サバイバル二十四日目(前半)
二十四日目
「気をつけてな」
自作の松葉杖をつきながら、そう言って送り出してくれた。
「いってきます」
朝日に向かって、出発する。
今日までは、いつだって自分が生き残るために出発していた。この過酷な世界でのサバイバルのためだった。
しかし、今日は他人のために家を出る。
人は一人では生きて行けない。
捕まってしまった彼は、俺や田中さんの大切な家族だ。
失うわけにはいかない、必ず助け出す。
準備は万端だ。
リュックには水に入った水筒とペットボトル。それに金属製のカップ、これで直火にかけて温めることもできる。
それと燻製肉と蒸した芋を新聞紙のようなものに包んで持たせてくれた、十分な量だ。
また、火起こしが出来るように、例の金属の棒も持っている(正確にはメタルマッチなどど言うらしい)。
左腰にはナイフを吊るした。結構な頑丈で大きいナイフだ、鉈のように使うことも出来るだろう。
銃は背中に背負えるようにスリング(背負う紐の事らしい)が付いているので肩にかける。
弾帯(腰に巻く弾を差すベルト)にサボットスラグ弾25発を装備した。
田中さんの話では、小鬼は集落に十匹程いるらしい、対応できるだろう。
リュックと銃を両方背負うのは、干渉して持ちにくい、スコープなど壊れないか心配だが仕方ない。
今まさに、直面している問題は他にあった。
「お、重い…」
装備が充実していて嬉しいのだが、かなりの重量がある。
(これで二日間歩くのか…)
出発したばかりだが、先が思いやられるスタートであった。
……
藪を掻き分けながら進む。
棘の生えている植物などもあるので、目に当たりそうな、危険な枝はナイフで払いながら歩いていく。
しばらく歩いていたが、ふと見ると途切れ途切れではあるが、足跡がいくつも残されているのに気がついた。
まだ、新しい足跡だ。
形から考えても、これはおそらく、やつらのものだろう。
痕跡を辿って、追跡している気はなかったのだが。どうやら同じようなコースを、進んでいると言うことになる。

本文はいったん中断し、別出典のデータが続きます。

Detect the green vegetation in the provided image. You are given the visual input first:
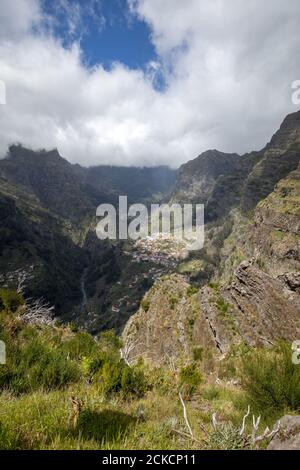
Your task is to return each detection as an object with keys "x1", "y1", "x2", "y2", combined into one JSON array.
[
  {"x1": 241, "y1": 343, "x2": 300, "y2": 416},
  {"x1": 141, "y1": 299, "x2": 150, "y2": 313},
  {"x1": 179, "y1": 364, "x2": 202, "y2": 398},
  {"x1": 0, "y1": 292, "x2": 300, "y2": 449}
]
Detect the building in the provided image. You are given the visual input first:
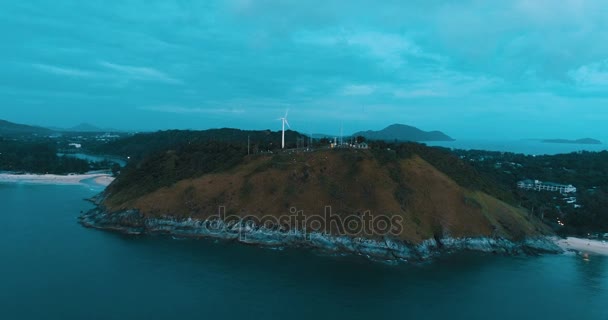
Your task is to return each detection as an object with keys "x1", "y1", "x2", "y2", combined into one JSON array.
[
  {"x1": 355, "y1": 142, "x2": 369, "y2": 149},
  {"x1": 517, "y1": 180, "x2": 576, "y2": 193}
]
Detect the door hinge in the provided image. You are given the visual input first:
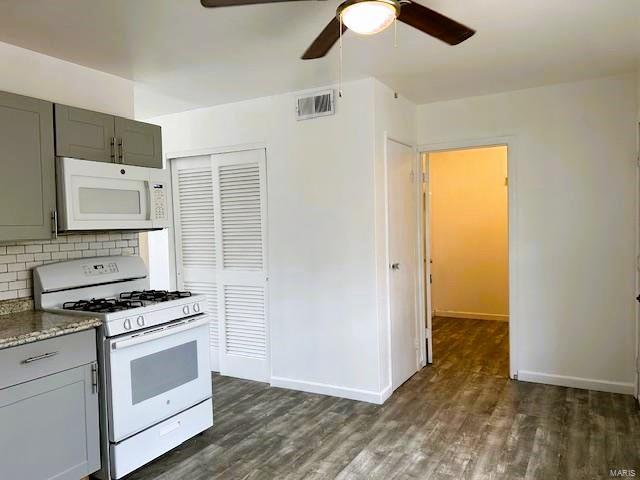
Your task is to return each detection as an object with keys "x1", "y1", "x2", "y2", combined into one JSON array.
[{"x1": 91, "y1": 362, "x2": 99, "y2": 393}]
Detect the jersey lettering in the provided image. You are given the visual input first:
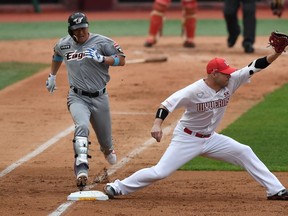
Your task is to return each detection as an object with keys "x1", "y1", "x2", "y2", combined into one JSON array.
[
  {"x1": 196, "y1": 97, "x2": 230, "y2": 112},
  {"x1": 65, "y1": 52, "x2": 85, "y2": 61}
]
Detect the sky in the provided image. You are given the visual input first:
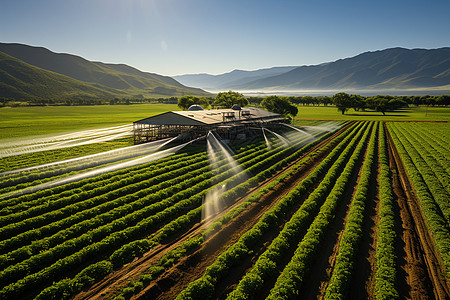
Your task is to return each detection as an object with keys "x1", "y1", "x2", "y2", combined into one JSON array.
[{"x1": 0, "y1": 0, "x2": 450, "y2": 76}]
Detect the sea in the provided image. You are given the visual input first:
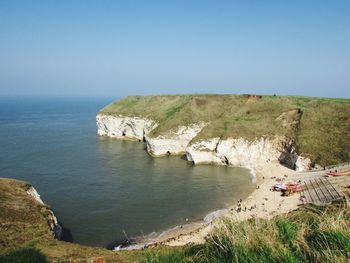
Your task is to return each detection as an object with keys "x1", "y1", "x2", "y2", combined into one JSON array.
[{"x1": 0, "y1": 98, "x2": 255, "y2": 247}]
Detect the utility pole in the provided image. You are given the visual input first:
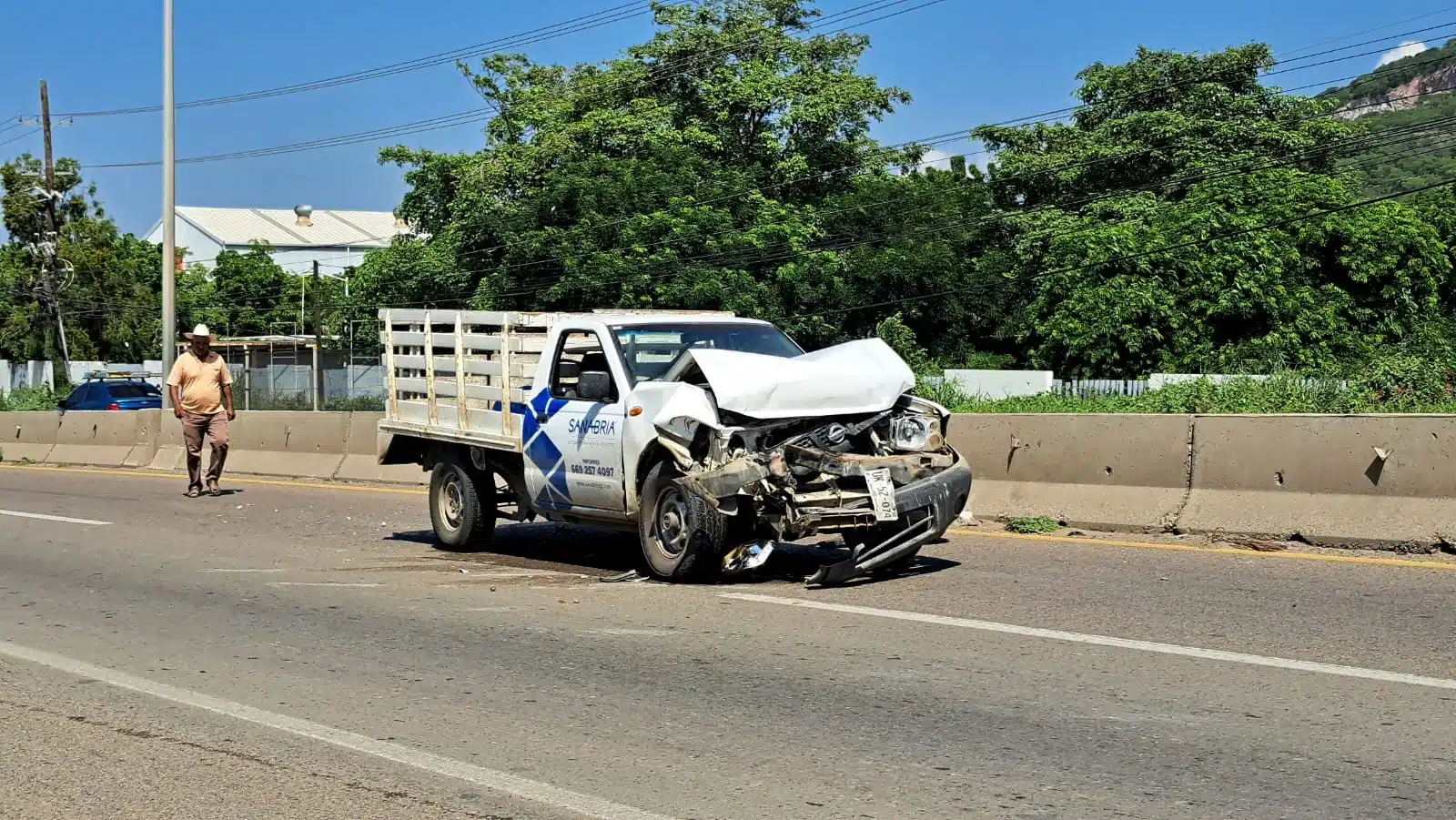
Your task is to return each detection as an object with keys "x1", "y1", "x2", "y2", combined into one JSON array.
[
  {"x1": 41, "y1": 80, "x2": 71, "y2": 381},
  {"x1": 313, "y1": 259, "x2": 323, "y2": 410},
  {"x1": 162, "y1": 0, "x2": 177, "y2": 408}
]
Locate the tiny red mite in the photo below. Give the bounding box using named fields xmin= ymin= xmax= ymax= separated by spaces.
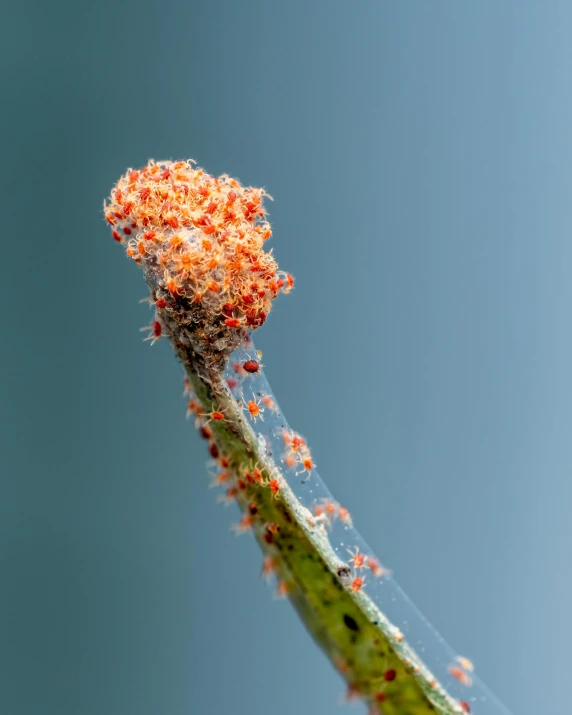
xmin=242 ymin=360 xmax=260 ymax=373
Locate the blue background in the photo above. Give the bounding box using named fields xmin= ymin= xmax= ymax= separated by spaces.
xmin=0 ymin=0 xmax=572 ymax=715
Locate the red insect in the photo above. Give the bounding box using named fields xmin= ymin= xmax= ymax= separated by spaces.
xmin=243 ymin=400 xmax=264 ymax=422
xmin=242 ymin=360 xmax=260 ymax=374
xmin=348 ymin=546 xmax=365 ymax=569
xmin=350 ymin=576 xmax=363 ymax=593
xmin=141 ymin=320 xmax=163 ymax=345
xmin=268 ymin=479 xmax=280 ymax=497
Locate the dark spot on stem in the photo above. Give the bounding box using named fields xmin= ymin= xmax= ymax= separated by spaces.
xmin=344 ymin=613 xmax=359 ymax=632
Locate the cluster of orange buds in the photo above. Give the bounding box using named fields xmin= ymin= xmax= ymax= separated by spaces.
xmin=104 ymin=160 xmax=294 ymax=366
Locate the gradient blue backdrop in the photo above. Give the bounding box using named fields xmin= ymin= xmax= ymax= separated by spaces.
xmin=0 ymin=0 xmax=572 ymax=715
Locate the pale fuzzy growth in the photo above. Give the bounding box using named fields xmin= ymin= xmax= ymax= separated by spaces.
xmin=104 ymin=161 xmax=294 ymax=367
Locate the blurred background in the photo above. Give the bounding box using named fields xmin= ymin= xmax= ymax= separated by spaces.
xmin=0 ymin=0 xmax=572 ymax=715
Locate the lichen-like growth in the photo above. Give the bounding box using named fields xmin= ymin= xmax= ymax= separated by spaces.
xmin=104 ymin=161 xmax=294 ymax=366
xmin=104 ymin=161 xmax=507 ymax=715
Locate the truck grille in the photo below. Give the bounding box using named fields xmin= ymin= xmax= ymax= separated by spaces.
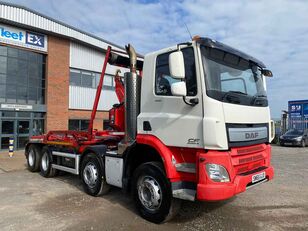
xmin=231 ymin=144 xmax=266 ymax=175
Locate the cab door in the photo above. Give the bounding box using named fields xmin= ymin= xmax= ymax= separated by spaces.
xmin=138 ymin=47 xmax=203 ymax=148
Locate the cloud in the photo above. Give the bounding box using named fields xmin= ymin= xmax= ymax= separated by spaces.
xmin=6 ymin=0 xmax=308 ymax=118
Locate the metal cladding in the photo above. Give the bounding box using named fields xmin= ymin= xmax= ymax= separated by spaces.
xmin=124 ymin=72 xmax=141 ymax=143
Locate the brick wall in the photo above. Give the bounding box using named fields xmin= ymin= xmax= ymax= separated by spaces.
xmin=67 ymin=109 xmax=109 ymax=130
xmin=46 ymin=36 xmax=70 ymax=131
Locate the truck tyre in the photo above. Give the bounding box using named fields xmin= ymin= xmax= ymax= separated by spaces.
xmin=27 ymin=144 xmax=41 ymax=172
xmin=133 ymin=162 xmax=181 ymax=223
xmin=80 ymin=154 xmax=110 ymax=196
xmin=40 ymin=147 xmax=58 ymax=177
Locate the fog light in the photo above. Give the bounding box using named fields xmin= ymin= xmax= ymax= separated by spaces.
xmin=206 ymin=164 xmax=230 ymax=182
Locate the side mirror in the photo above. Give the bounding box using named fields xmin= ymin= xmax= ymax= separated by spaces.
xmin=171 ymin=81 xmax=187 ymax=96
xmin=169 ymin=51 xmax=185 ymax=79
xmin=261 ymin=69 xmax=273 ymax=77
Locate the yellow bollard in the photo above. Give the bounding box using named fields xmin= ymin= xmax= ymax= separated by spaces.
xmin=9 ymin=137 xmax=14 ymax=157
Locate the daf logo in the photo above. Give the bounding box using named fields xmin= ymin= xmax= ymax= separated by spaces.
xmin=245 ymin=132 xmax=259 ymax=139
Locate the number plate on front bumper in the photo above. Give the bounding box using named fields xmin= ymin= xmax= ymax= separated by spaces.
xmin=251 ymin=172 xmax=265 ymax=183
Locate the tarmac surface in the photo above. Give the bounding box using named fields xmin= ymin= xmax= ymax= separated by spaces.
xmin=0 ymin=146 xmax=308 ymax=230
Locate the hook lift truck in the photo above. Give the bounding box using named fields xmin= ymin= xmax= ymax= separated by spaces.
xmin=25 ymin=36 xmax=274 ymax=223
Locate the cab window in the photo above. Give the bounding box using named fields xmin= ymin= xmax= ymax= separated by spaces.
xmin=155 ymin=47 xmax=197 ymax=96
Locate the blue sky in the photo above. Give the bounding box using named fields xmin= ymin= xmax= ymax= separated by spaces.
xmin=9 ymin=0 xmax=308 ymax=118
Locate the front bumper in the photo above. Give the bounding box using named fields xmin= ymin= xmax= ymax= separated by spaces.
xmin=197 ymin=167 xmax=274 ymax=201
xmin=279 ymin=139 xmax=302 ymax=146
xmin=197 ymin=145 xmax=274 ymax=201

単純に歩きやすそうな所を進んでいた、だけなんだが……
(二足歩行の生き物が歩きやすい道って、決まっているんだな)
追跡は難しいと考えて、集落まで先回りする気でいたが、その前に移動中のやつらに追いつく可能性も出てきたようだ。
……
太陽の位置からすると正午前だろうか、焚き火の後を発見する。
十中八九、やつらによるものだろう。
火を起こす知恵があったことに、驚いた。
あの生き物は、武器と火を使うのだ。
これはただの獣ではない、用心して追跡しなければならない。
息を殺して、他に手がかりが無いか辺りを観察する。
カサッと言う音。
茂みに何かいるのか。
目線は茂みのまま、銃のボルトを引き薬室に薬莢を一発、直接込めた。
やけに大きく、自分の心臓の音が聞こえる。
銃を両手で保持し、右肩と胸の間にピッタリ銃床の後ろの部分をくっつけて構える。
ごくり、と息を呑む。
自分が緊張しているのがわかる。
茂みに隠れているであろう相手に対してか、それとも、この強力な武器を扱うためだろうか。
神経がピリピリしているのを感じる。
教えられた通り、ググッと頰に銃床をくっつける。右目の真下に銃口がある。
そのまま、息を殺して待った。
「……」
「…………」
カサッ
しかし、現れたのは少し大きくなった友達だった。そう、あの黒い、子犬に似た生き物。
クロだった。
一気に、張り詰めていた緊張が解ける。
「はぁぁー」
銃を下ろし、脱力する。
クロが尻尾を振りながら、寄ってくる。どうやらお弁当が目当てのようだ。
「また大きくなったな!」
頭を撫でてやると、ごろんと腹を向けて喜んだ。
腹もさすってやった、とても嬉しそうだ。
「そうだな、そろそろお昼にするか」
昼食は、この友達と一緒に取ることにしたのだった。